2021-22 Wilson China Fellowship Publication Cover
2021-22 Wilson China Fellowship Publication Cover

Abstract

#MilkTeaAlliance is a pan-Asia online civil solidarity movement that began in April 2020, but observers identified two distinct elements driving this movement: anti-China sentiment and a pro-democracy spirit. This project analyzes 3 million #MilkTeaAlliance tweets between April 2020 and December 2021, trying to disentangle how East and Southeast Asian netizens communicated and mobilized through this hashtag across borders. The results show that Thai-speaking Twitter users contributed to more than 50 percent of all #MilkTeaAlliance tweets globally, and several waves of hashtags in 2020 mostly reflect the political challenges Thai people faced. Network and key-ness analysis show that discussion through the #MilkTeaAlliance hashtag was mainly about counterarguments to China’s narrative of globalization in its early stages and was tweeted in English. Months later, attention gradually shifted to human rights and supporting detained and repressed activists, and the tweets were mostly not written in English. While the shift and decline in the number of hashtags reflect the limitation of this online movement, especially during the COVID-19 pandemic, the dynamic and mobilization in #MilkTeaAlliance also evidence the desire and necessity of a durable platform for exchanging experience and enriching the narratives among activists and netizens in East and Southeast Asia. 

Implications and Key Takeaways

  • The dynamic in the #MilkTeaAlliance movement indicates that activists and netizens in East and Southeast Asia desire and need a platform for exchanging experiences and learning from each other. A durable and better-organized platform can help them accumulate information, experience, and resources.
  • Analysis of the geolocation and language used in tweets shows that many active members in #MilkTeaAlliane have a strong connection to both the United States and the alliance member countries, possibly their countries of origin.

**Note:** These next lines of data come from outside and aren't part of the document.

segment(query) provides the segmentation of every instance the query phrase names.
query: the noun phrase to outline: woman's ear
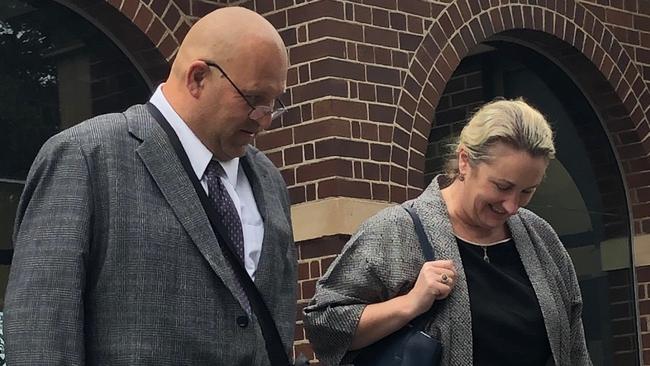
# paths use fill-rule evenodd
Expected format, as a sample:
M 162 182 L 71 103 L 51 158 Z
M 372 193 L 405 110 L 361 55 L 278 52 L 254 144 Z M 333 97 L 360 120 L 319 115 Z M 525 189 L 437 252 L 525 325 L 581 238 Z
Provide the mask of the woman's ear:
M 467 175 L 469 173 L 469 155 L 463 145 L 458 147 L 458 173 L 461 175 Z

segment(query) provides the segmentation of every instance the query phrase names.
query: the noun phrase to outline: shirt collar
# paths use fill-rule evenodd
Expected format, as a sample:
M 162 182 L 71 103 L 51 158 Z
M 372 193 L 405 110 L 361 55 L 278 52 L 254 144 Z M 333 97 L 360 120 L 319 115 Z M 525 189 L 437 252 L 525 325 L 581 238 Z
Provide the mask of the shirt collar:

A U.S.-based durable platform may facilitate collaboration among the #MilkTeaAlliance members.
  • The formation of counterarguments against China’s narrative of globalization in the early stages of #MilkTeaAlliance suggests that cross-country collaborations indeed benefit the activists across Asia. This movement serves as a means to empower civil society in democracies and counter China’s ideological expansion through international organizations.
  • The surge and decline of the #MilkTeaAlliance movement imply that international attention plays an important role in supporting democratization in Asia, but democratization needs more than just international attention.